Chicago Gasoline Drops After Citgo Completes Plant Maintenance
Chicago gasoline weakened after Citgo Petroleum Corp. completed maintenance at the Lemont refinery in Illinois.
The 170,500-barrel-a-day plant was scheduled to shut most of the main production units by May 1 for repairs expected to last four or five weeks, a person familiar with the plant’s operations said April 26. The equipment shut included a crude unit, coker, fluid catalytic cracker and alkylation unit, the person said.

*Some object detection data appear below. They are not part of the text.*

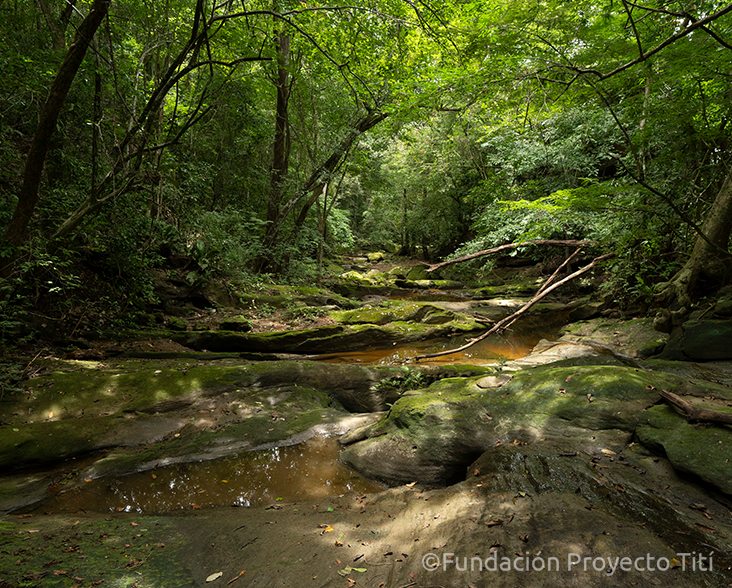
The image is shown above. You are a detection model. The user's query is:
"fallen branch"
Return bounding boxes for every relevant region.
[414,251,615,361]
[660,390,732,425]
[427,239,595,273]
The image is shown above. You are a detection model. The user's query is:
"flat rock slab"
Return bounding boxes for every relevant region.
[0,447,732,588]
[661,320,732,361]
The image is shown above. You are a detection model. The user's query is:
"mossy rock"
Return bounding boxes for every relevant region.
[342,366,732,484]
[636,403,732,495]
[406,265,428,281]
[330,302,456,325]
[219,316,252,333]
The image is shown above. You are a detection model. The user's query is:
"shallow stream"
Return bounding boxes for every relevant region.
[23,436,382,514]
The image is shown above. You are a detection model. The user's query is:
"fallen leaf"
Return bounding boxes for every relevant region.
[338,566,367,577]
[227,570,246,584]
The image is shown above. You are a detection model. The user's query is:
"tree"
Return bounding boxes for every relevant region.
[0,0,110,277]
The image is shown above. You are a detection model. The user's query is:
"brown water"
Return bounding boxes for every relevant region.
[312,330,556,365]
[26,436,382,514]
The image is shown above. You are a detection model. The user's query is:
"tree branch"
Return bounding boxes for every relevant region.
[414,252,615,361]
[427,239,595,273]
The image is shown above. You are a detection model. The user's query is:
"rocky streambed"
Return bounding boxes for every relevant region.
[0,276,732,588]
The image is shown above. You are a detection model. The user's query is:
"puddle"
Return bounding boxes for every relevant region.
[23,436,383,514]
[311,330,556,365]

The premium for conventional, 87-octane gasoline in Chicago dropped 19 cents to 14 cents a gallon versus futures trading on the New York Mercantile Exchange at 2:39 p.m., according to data compiled by Bloomberg. Prompt delivery fell 18.54 cents to $2.7948 a gallon.
Citgo said maintenance was completed at the Lemont refinery in an e-mailed statement yesterday.
Conventional, 87-octane gasoline in the Gulf Coast rose 0.88 cent to a discount of 8.75 cents a gallon against futures.
Phillips 66 (PSX) reported a process upset yesterday at the Borger refinery in Texas, according to a filing with state regulators.
The company also released sulfur dioxide to a flare after a unit upset at its refinery in Westlake, Louisiana, according to a filing with the National Response Center. The release at 12:34 p.m. local time yesterday was secured and the upset was corrected, the filing showed.
Rich Johnson, a Phillips 66 spokesman, declined to comment on the upsets.
Conventional gasoline in New York Harbor weakened 0.12 cent to a premium of 1.88 cents versus futures.